Building back in 'ancestral home' of cats
Broadblue Catamarans are back: saved from the scrapheap by Mark Elliot, the man who used cash from his furniture business to found the yard in 2001, and his new partner Mark Jarvis of Emsworth-based catamaran broker, Multihull World.
The pair spoke to the receivers last month who had taken over Broadblue and bought the intellectual property rights, the trade mark, the brand names and the tooling for the the 385 and 42.
Mark Jarvis admitted to YM that Broadblue had had a ‘chequered history’, but with careful organisation they could make a comeback. They are to build the boats back in the ‘ancestral home’ of UK multi-hull building: Canvey Island in Essex. Here the boatyard of TEC, already building the respected Mitchell work boats, have expertise in catamaran building which dates back to Prout.
‘Prout catamarans have 35 million miles under their keels, so they knew what they were doing,’ said Mark Jarvis, ‘I still sell loads of Prouts, but of course with their low bridge decks they are a very different beast to the modern Broadblue which points higher and is faster to windward and rarely slaps the sea with its mid-section unlike the old Prouts.’
Three 42s have already been built on Canvey and a fourth – unfinished hull – is still with the now failed Hillyard yard.

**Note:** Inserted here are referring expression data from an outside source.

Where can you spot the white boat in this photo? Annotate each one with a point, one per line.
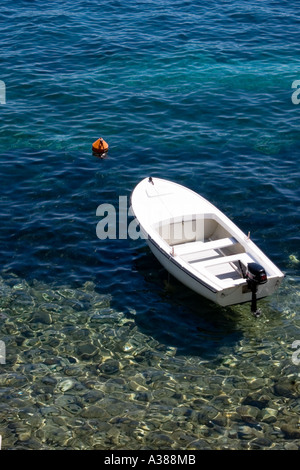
(200, 246)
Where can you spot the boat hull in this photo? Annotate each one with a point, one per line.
(225, 298)
(198, 245)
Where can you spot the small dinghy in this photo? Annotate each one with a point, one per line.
(196, 243)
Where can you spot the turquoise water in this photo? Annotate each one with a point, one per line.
(103, 351)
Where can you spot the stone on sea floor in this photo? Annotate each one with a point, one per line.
(87, 350)
(269, 415)
(290, 431)
(42, 317)
(286, 388)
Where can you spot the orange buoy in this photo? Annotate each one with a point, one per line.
(100, 146)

Hillyard were brought in by Broadblue to produce the 42, but also to mastermind the planned Broadblue 500, which has so far remained a drawing board dream.
The 385 has always been produced in Poland and will continue to be built there, said Jarvis. The Broadblue sales office is now at the Multihull World base in Emsworth, and there is no office in Ipswich anymore.
‘The one thing being overlooked in the past is that people want smaller catamarans. Manufacturers like building bigger boats as it is more cash for the same effort, but they must listen to the customer,’ said Jarvis.